Un cran supplémentaire a été franchi. Après avoir soupçonné l'usage d'armes chimiques pendant le conflit syrien, mais sans savoir qui les avait utilisées, les États-Unis ont désormais la quasi-certitude que le régime a bel et bien franchi cette "ligne rouge " dont parlait il y a quelques semaines le président Barack Obama.

"Le recours à des armes chimiques viole les règles internationales et franchit clairement des lignes rouges qui existent depuis des décennies au sein de la communauté internationale" (Maison blanche)

Ben Rhodes, conseiller adjoint de Barack Obama à la sécurité nationale chargé des communications stratégiques l'a affirmé jeudi soir : les services sercrets américains et européens auraient réussi à démêler les informations en provenance de Damas. Selon Washington, entre 100 et 150 personnes auraient été tuées par des armes chimiques en Syrie, "bien que le bilan soit probablement incomplet ".. Le régime syrien aurait "utilisé des armes chimiques à petite échelle, notamment du gaz innervant sarin [...] contre l'opposition à de multiples reprises l'année dernière ".

Armer les rebelles ?

Ces nouvelles informations sont de nature à infléchir la politique américaine à l'égard de la Syrie. La Maison Blanche reconnaît que l'usage d'armes chimiques "change " l'équation. Washington serait désormais prêt à armer les rebelles en lutte contre le régime de Bachar al-Assad. Pas de précipitation cependant : "Nous prendrons des décisions à notre propre rythme " prévient la Maison blanche, parlant d'augmenter, pour l'instant, l'aide non-létale à destination des rebelles, parlant quand même d'assistance militaire différente "en termes de nature et d'échelle [...] par rapport à ce que nous fournissions avant ". Aucune décision en revanche sur l'établissement d'une zone d'exclusion aérienne dans le ciel syrien.

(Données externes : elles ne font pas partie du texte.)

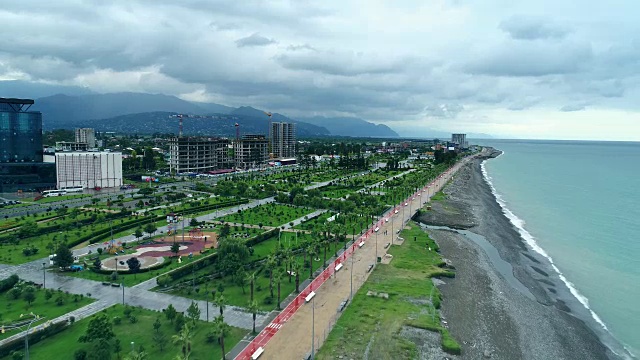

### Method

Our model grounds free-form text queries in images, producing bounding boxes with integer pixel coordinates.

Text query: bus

Wahington avait annoncé peu avant son intention de laisser en Jordanie, pays frontalier de la Syrie, des chasseurs de combat F-16 ainsi que des missiles Patriot, après des manoeuvres militaires. Quelque 2.400 Marines sont également sur place, arrivés à bord de trois navires amphibies.

En France, deux reporters du journal Le Monde avaient ramené des échantillons prouvant l'usage d'armes chimiques en Syrie. Ces échantillons sont en cours d'analyse.

Selon un nouveau bilan de l'ONU jeudi, le conflit syrien a fait près de 93.000 morts depuis mars 2011.